A federal judge temporarily blocked the proposed $5.13 billion merger between Gulf Oil Corp. and Cities Service Co. on antitrust grounds yesterday, amid speculation on Wall Street that Gulf might be having second thoughts about the deal.
U.S. District Court Judge Charles R. Richey issued a temporary restraining order against the proposed merger, acting at the request of the Federal Trade Commission, which claimed that the combination of Gulf and Citgo would restrict competition in gasoline and jet fuel marketing and petroleum transportation on the East Coast and in the Southeast.
"If the acquisition is consummated, the public interest may very well be and will be irreparably injured, because the commission will be effectively prevented from obtaining adequate relief," Richey said at a hearing here.
A Gulf lawyer read into the hearing record a Citgo statement that it no longer wanted to be represented by Gulf's legal team because it would not be in the interest of Cities' shareholders. Citgo officials would not elaborate on the statement.
Gulf's board of directors is scheduled to meet today to consider the situation, an action considered highly unusual by many Wall Street observers, who said the FTC's objections could be overcome without action from Gulf's board. The board's executive committee met yesterday to discuss the merger, but Gulf would not say what transpired there.
"The fact that they've called a board meeting to discuss this means there's a snag somewhere," said Constantine Fliakos, who follows the oil industry for Merrill Lynch. "You don't just call a board meeting to discuss details. There must be something substantive for them to call a board meeting."
"If the odds were, say, 85 out of 100 that the merger was going to be consummated, looking back two or three weeks ago, I'd say now that the odds are somewhat less," said Sanford Margoshes, an oil analyst at Bache Halsey Stuart Shields. "I'd say the odds are now 60 out of 100."
The analysts speculated that Gulf's management may be uneasy about the finances of the proposed merger. Worries that the purchase price would strain Gulf's financial resources caused Gulf stock to decline and its credit-rating to be cut after the deal was announced in June.
In addition, analysts suggested, Gulf management may be concerned that the expected congressional repeal of a tax provision that can benefit merging companies will adversely affect the merger with Cities Service.
Should the Gulf-Citgo deal collapse, one analyst said, the biggest losers may be speculators in Cities Service stock. Wall Street professionals have bought huge chunks of Cities stock, expecting to get Gulf's $63-a-share price. If the deal fell through, the stock price would plummet, said Barry Sahgal of Bache.
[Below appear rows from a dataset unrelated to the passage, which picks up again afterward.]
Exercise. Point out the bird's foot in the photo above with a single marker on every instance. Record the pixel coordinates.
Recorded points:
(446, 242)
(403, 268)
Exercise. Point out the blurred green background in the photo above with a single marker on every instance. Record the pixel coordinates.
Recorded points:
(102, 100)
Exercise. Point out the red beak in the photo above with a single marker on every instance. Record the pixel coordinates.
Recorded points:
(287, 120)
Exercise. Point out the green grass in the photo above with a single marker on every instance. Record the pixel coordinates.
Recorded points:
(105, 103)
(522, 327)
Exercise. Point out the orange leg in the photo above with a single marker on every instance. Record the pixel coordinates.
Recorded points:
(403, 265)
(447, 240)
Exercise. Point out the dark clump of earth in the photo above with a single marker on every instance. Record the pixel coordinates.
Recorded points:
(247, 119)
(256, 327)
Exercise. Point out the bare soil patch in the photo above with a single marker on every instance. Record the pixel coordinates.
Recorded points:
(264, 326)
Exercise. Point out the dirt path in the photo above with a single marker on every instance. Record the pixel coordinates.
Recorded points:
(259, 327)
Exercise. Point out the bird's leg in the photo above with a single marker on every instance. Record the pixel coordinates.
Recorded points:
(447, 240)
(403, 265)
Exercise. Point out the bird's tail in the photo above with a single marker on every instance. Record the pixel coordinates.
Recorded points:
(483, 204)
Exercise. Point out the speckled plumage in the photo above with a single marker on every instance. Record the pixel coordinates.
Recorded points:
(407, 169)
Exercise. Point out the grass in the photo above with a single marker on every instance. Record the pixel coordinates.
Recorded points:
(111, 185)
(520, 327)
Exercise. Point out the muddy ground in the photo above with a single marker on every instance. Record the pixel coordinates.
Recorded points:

"You're talking about a $2 billion market-value loss," he said. "It could result in a chain reaction. There are a number of small brokerages that are up to their eyeballs in Cities Service, and there could be some financial hardship there."
Still, many analysts believe that unless Gulf gets cold feet, it will be able to work out a settlement with the FTC and complete the deal. Gulf should be able to overcome the FTC's objections by selling the disputed properties, analysts said, while acknowledging the market for petroleum operations is subdued these days because of recession.
The analysts said that the disputed operations were not essential to Gulf in any case; the company has said all along it desires Cities Service for its crude oil and natural gas reserves.